La sala del tesoro reale era qualcosa di immenso, di scandalosamente gigantesco e, quando mi presentai lì, quasi desistetti dal mio intento.
 
Ma quanta roba c'era?

Fissai sconsolato le miriadi di ripiani, tavoli, rastrelliere e cassettoni ricolmi di oggetti, poi scrutai la lista praticamente interminabile consegnatami dal tesoriere.

La mia richiesta di cercare un gioiello in particolare lo aveva sorpreso.

A parte nostro padre, nessuno metteva mai piede lì per controllare cosa vi fosse. Il fatto che vi avessi messo piede io, era un’autentica novità, oltre che una stranezza.

Sapere di aver raccontato una pura idiozia per entrarvi, inoltre, mi faceva rabbrividire.

A conti fatti, sarei dovuto uscire di lì per forza con un gioiello di ametista, altrimenti nostra madre mi avrebbe decapitato.

Subito dopo avermi estorto la verità con la tortura, per poi passarmi a mio padre, che mi avrebbe finito.

Rabbrividii ancor di più, al solo pensiero, e mi immersi in quella sconveniente espressione di potere con la speranza di uscirvi quanto prima con una risposta.

Avrei impiegato giorni per controllare ogni voce – e ogni simbolo – perché, contrariamente a quanto aveva detto Stheta, le famiglie estinte erano ben più  di qualche decina.
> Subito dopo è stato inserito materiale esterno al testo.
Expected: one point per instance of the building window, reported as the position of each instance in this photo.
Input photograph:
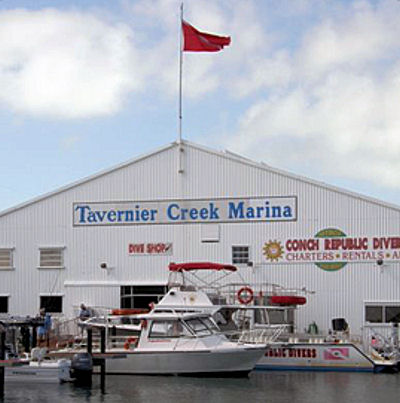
(240, 254)
(51, 258)
(3, 304)
(141, 296)
(6, 258)
(51, 303)
(382, 313)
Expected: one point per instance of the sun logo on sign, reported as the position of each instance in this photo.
(273, 250)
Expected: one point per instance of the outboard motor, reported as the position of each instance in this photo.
(82, 368)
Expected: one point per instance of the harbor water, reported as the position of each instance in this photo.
(273, 386)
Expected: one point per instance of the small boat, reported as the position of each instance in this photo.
(37, 369)
(51, 371)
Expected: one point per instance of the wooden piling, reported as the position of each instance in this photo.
(2, 357)
(103, 361)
Almeno, stando alla lista del tesoriere.

Forse, mi ero andato a intrufolare in un guaio ancora peggiore della biblioteca fomoriana, che avevo appena abbandonato.

«Accidenti a te, fratello…» brontolai, incamminandomi verso il punto più lontano della sala.

Avrei proceduto a ritroso, sperando di non affogare in quel mare di orpelli, sete, ori, gioielli e armi di ogni genere e forma.

 
***

Il pensiero di Rachel e Fay mi perseguitò per tutta la mattina.

Sapevo di averle lasciate in buone mani – mio fratello e Konag erano due ottime guardie del corpo – ma l'idea di non essere con loro, mi angustiava.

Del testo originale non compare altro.